J’aimerais réagir à votre chronique du 8 mars « La journée de la réconciliation » parue dans Le Soleil. D’emblée, vous tenez à souligner que le discours féministe extrémiste ne vous a jamais touchée, que les revendications féministes sont pratiquement maintenant obsolètes, que « Sophie Chiasson a fait davantage pour la cause féministe en quelques jours que la Journée de la femme en 10 ans », car elle s’est tenue debout devant Jean-Francois Fillion - cet animateur dénigreur et calomniateur -, qu’il y aurait lieu de passer à la méthode « douce » pour revendiquer avec force « un plus grand respect des droits des femmes.

Votre chronique atteint presque son paroxysme lorsque vous dites :« Mais quand je regarde autour de moi, ici au Québec, je ne sens pas que les femmes souffrent beaucoup plus que les hommes. Au contraire, j’ai plutôt l’impression qu’elles sont devenues plus conscientes de leurs droits, plus solides, plus fortes que jamais auparavant ». On ne sait pas sur quoi vous vous basez pour étaler vos faits, mais bon, je peux comprendre que les chroniques fassent l’économie de la rigueur journalistique habituelle et soient essentiellement fondées sur les émotions personnelles profondes de l’auteur ! Autrement dit soyons conscient-e-s que votre chronique reflète davantage vos états d’âmes que des faits scientifiques ! Vous dites aussi que Madame Chiasson, elle, a agi, elle n’a pas eu à brûler son soutien-gorge, les femmes n’ont plus besoin d’agir en meute, que les hommes « se sentent seuls, incompris, déroutés.
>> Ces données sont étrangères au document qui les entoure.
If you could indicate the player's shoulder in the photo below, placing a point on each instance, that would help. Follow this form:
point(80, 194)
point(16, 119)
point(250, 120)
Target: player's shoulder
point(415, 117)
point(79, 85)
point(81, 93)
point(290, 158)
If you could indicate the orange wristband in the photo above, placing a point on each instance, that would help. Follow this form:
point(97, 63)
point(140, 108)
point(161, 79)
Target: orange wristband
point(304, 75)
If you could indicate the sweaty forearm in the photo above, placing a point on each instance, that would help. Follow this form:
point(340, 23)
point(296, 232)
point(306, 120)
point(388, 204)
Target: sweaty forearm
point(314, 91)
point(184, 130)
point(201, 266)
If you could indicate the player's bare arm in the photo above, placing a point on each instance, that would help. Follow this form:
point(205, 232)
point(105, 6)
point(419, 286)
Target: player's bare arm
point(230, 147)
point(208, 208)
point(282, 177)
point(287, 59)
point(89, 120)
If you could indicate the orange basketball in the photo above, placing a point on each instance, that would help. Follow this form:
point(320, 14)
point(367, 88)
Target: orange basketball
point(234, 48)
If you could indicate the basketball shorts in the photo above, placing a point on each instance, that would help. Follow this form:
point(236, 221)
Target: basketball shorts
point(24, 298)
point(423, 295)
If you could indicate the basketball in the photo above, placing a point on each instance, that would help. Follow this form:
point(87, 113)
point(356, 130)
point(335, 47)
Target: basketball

Les petits garçons ont du mal avec l’école et les plus grands pensent trop souvent au suicide ». Bref, « vous ne comprenez pas pourquoi on donne tant d’importance à la Journée de la femme… », et qu’il y aurait lieu plutôt de créer une « Journée de la réconciliation. Fumer le calumet de la paix », etc.

Ne pas crier les problèmes des femmes

Êtes-vous consciente, chère Madame, des préjugés qui champignonnent votre chronique ? Je ne voudrais pas briser votre journée des Femmes (ou gâcher votre désir d’une journée de la réconciliation), mais la vérité est que les revendications des femmes ne sont pas gagnées. Loin de là. Et la glucosamine avec chondröitine ou non ou le Lakota, alternatives douces par excellence, n’auront aucun effet à court, moyen ou long terme. Finalement, vous faites partie de la majorité des Québécois-e-s (je m’excuse encore d’inclure le féminin) qui soutiennent que la condition des femmes s’est améliorée, selon un sondage Crop-La Presse-Le Soleil dont les résultats étaient rapportés dans l’édition du Soleil d’aujourd’hui. Vous savez, ce n’était qu’un sondage d’opinion !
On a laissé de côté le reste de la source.